Hey, Loser, go to the User Submitted Forum, this forum is for discussion.

Les


Re: 'Petra' (long)
Posted by: PamAdams (192.168.128.---)
Date: June 01, 2022 02:54PM

I've written a term paper or two in my day that seemed to gain points for length. Perhaps the judges were running off the same grading scale.

pam


Re: 'Petra' (long)
Posted by: JohnnySansCulo (192.168.128.---)
Date: June 01, 2022 03:03PM

A "stoic gleeful OK"


Re: 'Petra' (long)
Posted by: lg (Moderator)
Date: June 01, 2022 03:04PM

I've written a term paper or two in my day that seemed to gain points for length.

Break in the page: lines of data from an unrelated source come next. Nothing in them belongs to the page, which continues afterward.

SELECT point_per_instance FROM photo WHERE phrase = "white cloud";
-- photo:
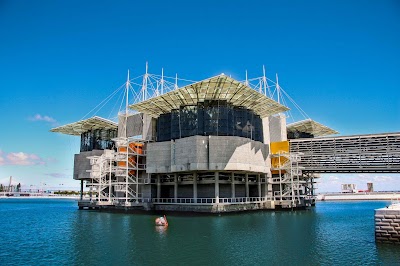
(45, 118)
(21, 158)
(57, 175)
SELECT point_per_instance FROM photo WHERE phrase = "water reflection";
(161, 230)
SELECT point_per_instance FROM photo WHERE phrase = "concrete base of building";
(215, 208)
(387, 225)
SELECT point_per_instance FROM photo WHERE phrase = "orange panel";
(275, 161)
(279, 147)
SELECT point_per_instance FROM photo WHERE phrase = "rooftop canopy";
(216, 88)
(311, 127)
(82, 126)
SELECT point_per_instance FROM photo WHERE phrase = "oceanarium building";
(216, 145)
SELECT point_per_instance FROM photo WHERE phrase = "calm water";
(51, 231)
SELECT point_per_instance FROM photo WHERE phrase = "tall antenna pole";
(127, 94)
(278, 89)
(144, 87)
(127, 142)
(162, 80)
(264, 81)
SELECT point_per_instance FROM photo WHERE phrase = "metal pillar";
(268, 188)
(195, 186)
(247, 184)
(216, 187)
(175, 187)
(81, 194)
(233, 185)
(158, 187)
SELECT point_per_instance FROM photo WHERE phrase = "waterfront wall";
(387, 225)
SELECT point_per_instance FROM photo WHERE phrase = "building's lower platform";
(204, 205)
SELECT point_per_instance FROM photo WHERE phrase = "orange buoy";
(161, 221)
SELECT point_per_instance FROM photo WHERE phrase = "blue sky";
(340, 61)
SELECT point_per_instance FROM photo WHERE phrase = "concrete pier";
(387, 224)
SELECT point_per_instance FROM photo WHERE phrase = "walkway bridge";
(375, 153)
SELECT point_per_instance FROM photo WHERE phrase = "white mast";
(127, 90)
(176, 81)
(144, 87)
(278, 89)
(162, 80)
(127, 144)
(265, 83)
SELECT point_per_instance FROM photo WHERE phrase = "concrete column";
(158, 186)
(247, 185)
(81, 194)
(216, 175)
(195, 186)
(175, 186)
(233, 193)
(268, 186)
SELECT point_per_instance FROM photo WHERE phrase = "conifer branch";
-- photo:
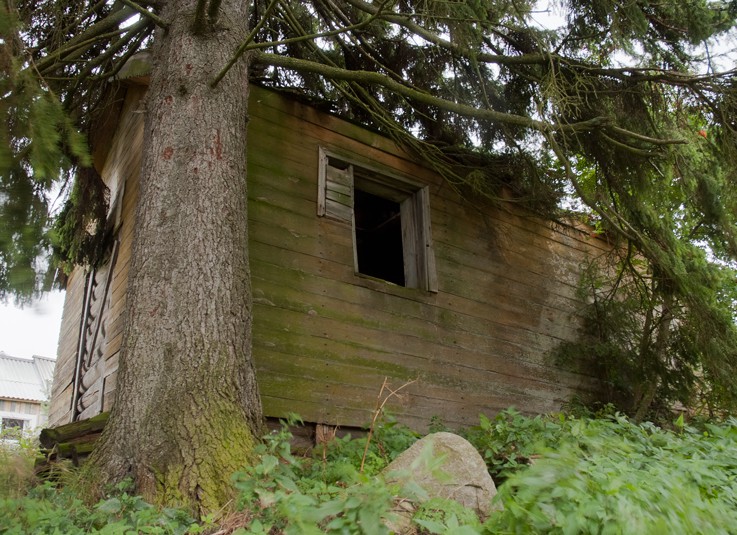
(375, 78)
(148, 14)
(241, 49)
(99, 31)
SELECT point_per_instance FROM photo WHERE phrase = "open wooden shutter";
(335, 189)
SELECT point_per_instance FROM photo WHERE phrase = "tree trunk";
(187, 406)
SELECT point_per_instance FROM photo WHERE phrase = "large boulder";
(447, 466)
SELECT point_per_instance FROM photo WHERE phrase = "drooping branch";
(375, 78)
(99, 31)
(241, 49)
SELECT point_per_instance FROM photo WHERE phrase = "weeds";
(564, 474)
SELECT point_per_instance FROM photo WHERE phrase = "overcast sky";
(32, 330)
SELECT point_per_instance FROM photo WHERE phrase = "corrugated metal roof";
(28, 379)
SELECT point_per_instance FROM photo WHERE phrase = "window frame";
(336, 194)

We had a high school history teacher who would bring in a scale from the chemistry lab and tell us that he graded term papers by the ounce. Nobody was ever quite sure what he meant by that, but most of us figured it meant heavier was better.

Les

Edited 1 time(s). Last edit at 06/01/2022 03:35PM by lg.


Re: 'Petra' (long)
Posted by: JohnnySansCulo (192.168.128.---)
Date: June 01, 2022 03:10PM


Re: 'Petra' (long)
Posted by: lg (Moderator)
Date: June 01, 2022 03:37PM

The "wait" of history, good name for a graduate seminar.